# Looking to adopt sweet rats in NC



## Ratsanctuary (Mar 24, 2011)

I havent been on in awhile since becoming ratless. I have decided its time to adopt more rats since i have my own house. My rats were all between 3 and 5 yrs old when passing. I need more ratties to spoil. If you are in nc and need to rehome your ratties i will take them, as long as you can transport them to me. My car isnt in the best shape and my anxiety gets to me when i drive on the 4-lane.


----------



## Camelle (Feb 11, 2013)

RatSanctuary said:


> I havent been on in awhile since becoming ratless. I have decided its time to adopt more rats since i have my own house. My rats were all between 3 and 5 yrs old when passing. I need more ratties to spoil. If you are in nc and need to rehome your ratties i will take them, as long as you can transport them to me. My car isnt in the best shape and my anxiety gets to me when i drive on the 4-lane.

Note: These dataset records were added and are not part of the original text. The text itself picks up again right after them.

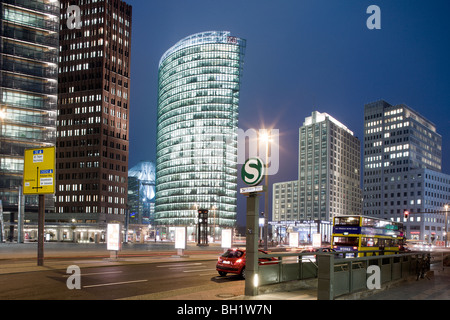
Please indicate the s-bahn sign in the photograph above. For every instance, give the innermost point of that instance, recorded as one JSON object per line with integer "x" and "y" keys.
{"x": 252, "y": 171}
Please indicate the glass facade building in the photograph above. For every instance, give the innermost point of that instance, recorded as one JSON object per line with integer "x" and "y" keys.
{"x": 198, "y": 107}
{"x": 28, "y": 90}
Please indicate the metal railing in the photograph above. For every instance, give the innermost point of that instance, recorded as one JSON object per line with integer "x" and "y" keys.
{"x": 338, "y": 275}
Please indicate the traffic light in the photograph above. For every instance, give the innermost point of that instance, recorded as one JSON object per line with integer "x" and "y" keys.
{"x": 406, "y": 214}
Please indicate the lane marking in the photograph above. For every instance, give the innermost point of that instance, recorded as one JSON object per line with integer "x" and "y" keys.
{"x": 197, "y": 270}
{"x": 114, "y": 283}
{"x": 180, "y": 265}
{"x": 93, "y": 274}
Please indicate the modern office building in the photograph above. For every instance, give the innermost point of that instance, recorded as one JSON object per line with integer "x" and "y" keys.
{"x": 28, "y": 93}
{"x": 402, "y": 170}
{"x": 329, "y": 169}
{"x": 93, "y": 112}
{"x": 329, "y": 178}
{"x": 198, "y": 108}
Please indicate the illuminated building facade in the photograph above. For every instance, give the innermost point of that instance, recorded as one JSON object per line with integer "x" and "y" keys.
{"x": 28, "y": 91}
{"x": 402, "y": 170}
{"x": 198, "y": 108}
{"x": 329, "y": 180}
{"x": 93, "y": 112}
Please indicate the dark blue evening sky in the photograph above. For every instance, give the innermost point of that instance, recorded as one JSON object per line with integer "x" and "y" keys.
{"x": 302, "y": 56}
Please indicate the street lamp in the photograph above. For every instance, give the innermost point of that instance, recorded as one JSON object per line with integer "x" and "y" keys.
{"x": 265, "y": 137}
{"x": 446, "y": 223}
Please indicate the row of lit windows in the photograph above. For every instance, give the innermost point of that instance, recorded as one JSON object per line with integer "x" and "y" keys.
{"x": 202, "y": 56}
{"x": 194, "y": 52}
{"x": 206, "y": 81}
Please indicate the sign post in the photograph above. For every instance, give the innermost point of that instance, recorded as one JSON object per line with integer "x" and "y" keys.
{"x": 39, "y": 179}
{"x": 113, "y": 239}
{"x": 252, "y": 174}
{"x": 180, "y": 240}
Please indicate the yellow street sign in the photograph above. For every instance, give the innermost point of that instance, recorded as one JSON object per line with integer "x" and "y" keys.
{"x": 39, "y": 171}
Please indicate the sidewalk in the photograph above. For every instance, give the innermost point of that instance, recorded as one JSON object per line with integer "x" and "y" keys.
{"x": 19, "y": 259}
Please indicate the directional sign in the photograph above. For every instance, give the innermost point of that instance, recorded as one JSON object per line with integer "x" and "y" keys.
{"x": 252, "y": 171}
{"x": 39, "y": 171}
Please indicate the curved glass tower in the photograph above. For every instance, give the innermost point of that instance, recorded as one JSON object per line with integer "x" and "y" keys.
{"x": 198, "y": 107}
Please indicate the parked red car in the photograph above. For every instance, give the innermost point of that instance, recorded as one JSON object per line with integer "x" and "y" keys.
{"x": 233, "y": 261}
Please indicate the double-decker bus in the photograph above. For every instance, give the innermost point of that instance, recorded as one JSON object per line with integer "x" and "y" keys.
{"x": 360, "y": 233}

Where in nc are you? I have two boys I still need to rehome


----------



## Ratsanctuary (Mar 24, 2011)

Im in Bryson City Nc but can travel as far as waynesville nc wothout my car or anxiety getting to me


----------



## Camelle (Feb 11, 2013)

Man you're 3.5 hours from me i can't afford that with december on the doorstep sorry :/


----------